Come accadeva per le figurine dei calciatori, il Michele Perriera giornalista era quasi introvabile. Tutti gli altri diffusissimi, con doppioni e varianti: l’intellettuale in primis che compendiava il drammaturgo, il romanziere, il saggista, l’osservatore, il polemista. Il giornalista era rimasto quasi defilato, nonostante lavoro e pezzi scritti su «L’Ora» fossero stati gran parte della sua vita. Giornalista sui generis, certo, nelle nicotiniche e ticchettanti stanze di piazzetta Napoli. Adesso la lacuna documentaria viene colmata con «Michele Perriera. Uno scrittore in redazione. Articoli, cronache, critiche, commenti di vita culturale – “L’Ora” 1961-1992» (Sellerio): presentazione stasera 27 alle 20 all’Orto Botanico per «Una Marina di libri».
Gran fatica per Gianfranco e Giuditta Perriera, i figli, e per Piero Violante, amico, sodale, intellettuale di ormai irrintracciabili lucidità e memoria nonché collega di Michele in quegli anni ruggenti del quotidiano del pomeriggio.

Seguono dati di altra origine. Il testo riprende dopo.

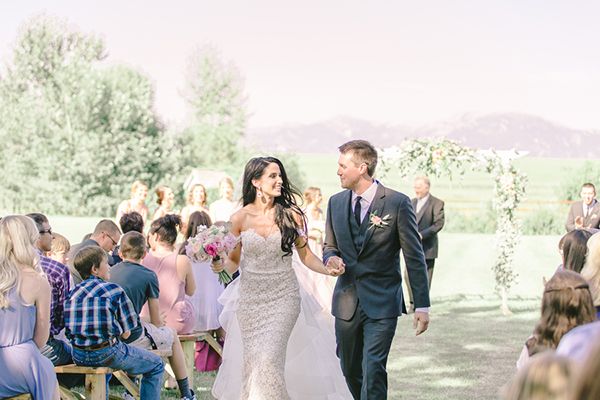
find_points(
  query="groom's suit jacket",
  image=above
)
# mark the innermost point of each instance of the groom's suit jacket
(592, 220)
(372, 276)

«Papà ha avuto una produzione pubblicistica enorme, purtroppo era disordinatissimo – racconta Giuditta –, faceva gran confusione tra le innumerevoli stesure dei suoi scritti, noi a casa avevano una sorta di emeroteca coraggiosamente gestita da mamma dalla quale è poi sortito il materiale per la mostra sui suoi articoli allestita alcuni anni fa alla Biblioteca Regionale. Adesso gran parte della sua produzione – fogli spesso scritti a penna, manifesti, fotografie stipati dentro scatoloni – ha trovato ospitalità da padre Nino Fasullo. Però era giusto che quello su cui aveva lavorato per il giornale fosse sistemato per cronologia e temi e pubblicato in un volume».
Che tipo di giornalista fosse, Giuditta lo spiega, dopo averlo riletto a distanza di tanti anni e con la maturità di oggi, così: «Particolare, non aveva certo il taglio del giornalismo classico, anche nelle cronache della città, nelle interviste. C’era sempre una visione che andava oltre lo stesso sguardo. Quello che mi colpisce è che lui non abbia trascurato nessun aspetto di Palermo, li abbia raccontati e analizzati tutti, dalla politica al sociale, alla cultura osservando oltre ai fatti il contesto, le persone, il tempo».

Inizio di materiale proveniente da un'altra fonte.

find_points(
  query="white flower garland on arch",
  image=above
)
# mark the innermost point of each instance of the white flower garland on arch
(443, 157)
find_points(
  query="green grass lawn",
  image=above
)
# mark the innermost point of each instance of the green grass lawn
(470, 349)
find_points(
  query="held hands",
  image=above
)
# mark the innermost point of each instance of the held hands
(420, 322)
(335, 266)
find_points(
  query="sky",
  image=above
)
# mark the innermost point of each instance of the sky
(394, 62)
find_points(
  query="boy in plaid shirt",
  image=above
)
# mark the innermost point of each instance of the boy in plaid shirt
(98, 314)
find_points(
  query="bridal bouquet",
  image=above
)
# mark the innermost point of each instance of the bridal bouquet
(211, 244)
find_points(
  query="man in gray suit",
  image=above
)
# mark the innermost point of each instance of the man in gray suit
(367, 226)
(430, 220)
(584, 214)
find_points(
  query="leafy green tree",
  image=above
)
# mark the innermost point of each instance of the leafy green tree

«Era come se cercasse sempre – puntualizza Gianfranco – qualcosa di universale nei particolari. Certo, il giornale lo costringeva a misurarsi con la durezza del reale, con una leggibilità del racconto che arrivasse a ogni lettore e lo ingabbiava, com’era naturale che fosse, nelle misure, nel numero di righe, al taglio magari richiesto dal direttore. Ma, alla fine, anche quelle colonne di piombo gli erano consone perché non si limitava alla interpretazione immediata, alla contingenza del vero».
Il ricordo affettivo è quello di un padre che scrive nel suo studio, una sorta di Sancta Sanctorum quasi inviolabile, o che rincasa nottetempo perché quando faceva la critica teatrale dopo la “prima” correva a scrivere in redazione affinché fosse tutto pronto per l’alba successiva quando il giornale del pomeriggio cominciava ad essere composto. «Quando gli fu affidato l’inserto culturale, lui, da disordinato che era, diventò ordinatissimo: temi e argomenti da sottoporre ai collaboratori, numeri di telefono da chiamare, gli articoli spesso portati a casa per eventuali riletture e correzioni. A un certo punto – non credevamo ai nostri occhi – sulla sua scrivania spuntò anche un’agenda. Mai avuta una in vita sua».
Questo Perriera quasi inedito – interrogativo da porre con una certa discrezione – questo scrittore in redazione, serve a dare una visione diversa dell’intellettuale tout court per la quale Perriera è stato spesso visto in maniera troppo seriosa rispetto al vero?
Giuditta: «Serve forse a scoprire una disposizione più lieve ma non per questo meno profonda nei confronti di quello che raccontava per il lettore. Questa stimmate dell’intellettuale ha pesato in una città che gli intellettuali li ha sempre guardati con diffidenza perché considerati scomodi. Lui lo è stato fino all’ultimo, lo era già con questi articoli». Gianfranco: «Rivendico e difendo l’essere intellettuale, lui lo era e non so se abbia pagato o meno l’esserlo. La sua scrittura non aveva però la vocazione di essere radicata nel luogo, come ho detto era universale. Ma nonostante questo, credo che qui sia stato amato. Ha scontato semmai un pregiudizio, quello di essere considerato “difficile”, sulla pagina e sulla scena. Pregiudizio, per l’appunto, perché in realtà era di una limpidezza a volte disarmante».